Long-term dressings remain for 21 days in root canals, the minimum time necessary for hydroxyl ions to reach by diffusion, stable levels of alkalinity in the most external layers of root dentin12. After meticulous removal of the intracanal medication, the root canals were evaluated microbiologically 96 hours later. During this time, microorganisms remaining in the root canal system could proliferate and recolonize the main root canal, reaching numbers equivalent to those found prior to endodontic treatment3,4,24. Samples taken immediately after antiseptic procedures provide many false-negative results. However, negative microbiological cultures 4 days after the removal of intracanal dressing indicated that there was marked antiseptic activity, similar to the results found in this study, especially in root canals treated with calcium hydroxide in combination with anaesthetic solution or chlorhexidine digluconate.

In clinical studies with patients, the complementary application of antiseptic and calcium hydroxide paste is associated with negative cultures in the order of 92.5% to 100%3,4,14,24,27. Although the endodontic microbiota of dogs is unknown in terms of species, quantitatively it is equivalent to human root canals25,26. Thus, in the present study, the percentage of negative cultures ranged from 83.3% to 100% while microbial reduction varied from 99.99% to 100%. Statistically, the different endodontic treatments offered similar antisepsis of root canals, regardless of whether the vehicle used for preparation of the calcium hydroxide pastes was viscous or aqueous, inert or bactericidal. Nevertheless, the aqueous vehicle was slightly superior.

After treatment with the Calen paste, there were three positive samples. One of the samples was not quantifiable (≤20 ufc/mL) and in the other two the percentage reduction was 99.99%. However, there was a larger number of strict anaerobes in the initial samples of root canals treated with Calen/CPMC paste. After endodontic treatment, there was 100% reduction in the numbers of cfus and only two root canals (10%) contained unquantifiable microorganisms. In the root canals treated with an association of anaesthetic or chlorhexidine digluconate there was a complete absence of microorganisms, which means that calcium hydroxide associated with an aqueous vehicle, either inert or bactericidal, was proven an excellent intracanal antiseptic. These results could be attributed to the greater velocity of ionic dissociation of calcium hydroxide by the anaesthetic solution and/or antiseptic synergism with chlorhexidine.

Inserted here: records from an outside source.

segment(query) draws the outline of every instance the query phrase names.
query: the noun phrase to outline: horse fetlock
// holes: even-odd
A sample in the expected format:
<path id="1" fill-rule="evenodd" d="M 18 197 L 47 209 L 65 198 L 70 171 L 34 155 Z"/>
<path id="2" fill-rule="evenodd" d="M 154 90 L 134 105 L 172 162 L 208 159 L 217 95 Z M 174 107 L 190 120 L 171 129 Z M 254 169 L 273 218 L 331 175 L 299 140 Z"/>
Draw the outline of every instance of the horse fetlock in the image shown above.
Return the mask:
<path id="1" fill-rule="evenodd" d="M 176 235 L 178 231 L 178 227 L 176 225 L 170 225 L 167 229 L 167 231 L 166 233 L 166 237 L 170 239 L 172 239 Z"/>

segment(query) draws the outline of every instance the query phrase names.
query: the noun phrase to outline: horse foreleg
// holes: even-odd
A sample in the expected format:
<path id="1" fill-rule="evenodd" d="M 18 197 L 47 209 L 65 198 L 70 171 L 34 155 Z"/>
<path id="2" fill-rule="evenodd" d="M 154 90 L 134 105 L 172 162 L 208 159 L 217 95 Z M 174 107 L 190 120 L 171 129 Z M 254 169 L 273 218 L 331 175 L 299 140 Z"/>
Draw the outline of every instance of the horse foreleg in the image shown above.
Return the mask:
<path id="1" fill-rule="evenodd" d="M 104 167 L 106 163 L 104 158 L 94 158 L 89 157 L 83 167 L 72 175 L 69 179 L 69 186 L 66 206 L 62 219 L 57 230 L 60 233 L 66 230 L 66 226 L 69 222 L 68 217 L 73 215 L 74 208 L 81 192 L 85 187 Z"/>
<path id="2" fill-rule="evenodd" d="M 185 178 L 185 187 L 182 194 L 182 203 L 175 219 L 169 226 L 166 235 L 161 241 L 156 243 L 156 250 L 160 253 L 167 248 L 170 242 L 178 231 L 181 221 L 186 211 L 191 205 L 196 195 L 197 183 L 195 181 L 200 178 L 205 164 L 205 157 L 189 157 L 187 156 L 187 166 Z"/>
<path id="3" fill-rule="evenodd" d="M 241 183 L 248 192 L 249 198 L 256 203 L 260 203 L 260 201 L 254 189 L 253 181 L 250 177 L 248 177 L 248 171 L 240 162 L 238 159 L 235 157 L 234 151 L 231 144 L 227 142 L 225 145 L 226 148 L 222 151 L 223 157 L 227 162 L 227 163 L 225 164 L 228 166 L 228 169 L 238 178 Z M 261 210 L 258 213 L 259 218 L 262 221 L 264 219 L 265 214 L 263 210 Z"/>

Although it is a challenge to obtain sterilization of the root canal system in vivo, it is possible to obtain 94-96% clinical and radiographic success rate 4,24,27 due to the elimination or significant reduction of the intracanal microbiota to undetectable levels using current culture techniques24,25. For treatment of teeth with necrotic pulps and chronic periapical lesions, rotary instrumentation associated with placement of calcium hydroxide intracanal medication for 21 days may offer the ideal antiseptic conditions for root canal obturation.

The root canals of dogs' teeth associated with experimentally induced chronic periapical lesions showed large numbers of colony forming units of strict facultative aerobic microorganisms and viridans group streptococci.

Rotary instrumentation in conjunction with 5.25% NaOCl irrigation followed by the use of calcium hydroxide-based pastes for 21 days produced marked intracanal antisepsis.

Chlorhexidine digluconate was shown to be an adequate vehicle for calcium hydroxide pastes.

Although no statistically significant difference was found, only the combination of rotary instrumentation and 5.25% NaOCl irrigation associated with calcium hydroxide in an aqueous vehicle resulted in microbial elimination in 100% of the root canals.